I read a book called “Grow A Sustainable Diet” by Cindy Conner. It is a fascinating book. In it, she says this, “In order to GROW a sustainable diet, you must first learn to EAT a sustainable diet.”
How true that is.
But that doesn’t mean that it has to be hard.
In fact, some of the simplest foods require no preparation at all. Such as raspberries straight from the raspberry patch. Or peas straight off the vine. Oh, and did I mention that they taste great too?!?
Every dollar of food that you grow yourself is one more dollar that you get to keep in your pocket. One more dollar that does not go to a big mega corporation but instead stays in your local community. And one more dollar that you don’t have to pay sales tax on.
Which brings me to another concept.
When most people start a garden, they generally start with what I like to call salad ingredients. Some of the most popular things that home gardeners grow are lettuce, carrots, peas, peppers and of course tomatoes.
And while this is fantastic (I’m always happy when anyone grows any part of their food supply), it will not sustain you in an emergency. There just aren’t enough calories in those types of foods.

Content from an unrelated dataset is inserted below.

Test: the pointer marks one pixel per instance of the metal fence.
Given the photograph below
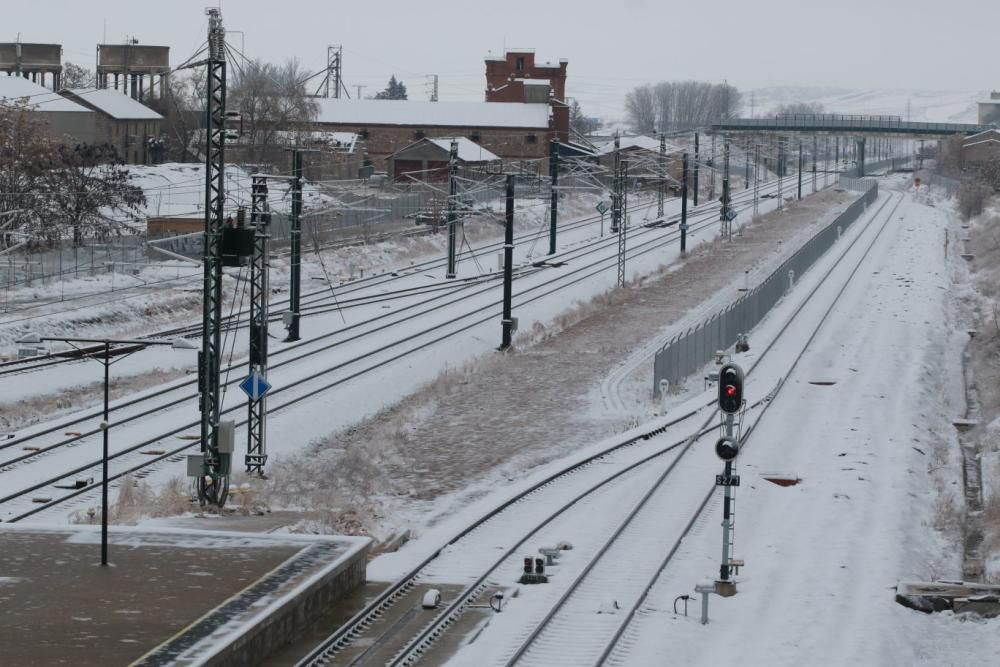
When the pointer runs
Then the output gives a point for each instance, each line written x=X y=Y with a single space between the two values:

So my encouragement to you is to consider learning to grow foods that most cultures would consider staple foods such as potatoes, dry beans, winter squash, possibly grains and/or raising small livestock – chickens for example.
You could also buy whole grains that store for a long time and learn how to cook with them.
These staple foods will go a LONG way in providing a sustainable diet for your family.
One of the simplest staple foods that you can grow in your garden is potatoes. They grow easily in most areas of the country and produce a lot of calories for the space they take up. They store well and are relatively easy to clean and cook (no threshing or grinding involved). Plus they are delicious.
One way to move toward being self-reliant with your food supply is to take one ingredient and grow enough of it for an entire year. Many vegetables are easy to do this with. Especially since they take up so little garden space. Some examples: Garlic, onions, carrots, cilantro, other herbs, lettuce/spinach.
Any movement we make toward producing our own staple foods will bring a level of peace into our souls. Knowing that you have the skills and experience to grow food to feed your family is very satisfying.
Cindy Conner also mentions in her book that another good way to move toward a sustainable diet is to take one day a week (or more feasibly one day a month or even just one meal) and make it a homegrown day. Meaning that everything you eat on that day is something that you produced yourself.
She said that when she first started doing this, she would save certain foods for that day of the week. She said it was very instructive for what areas she needed to increase her self-reliance on.
I’d love to do this experiment as well.
How much food could you come up with for a meal that was grown on your own land?
Definitely something worth thinking about!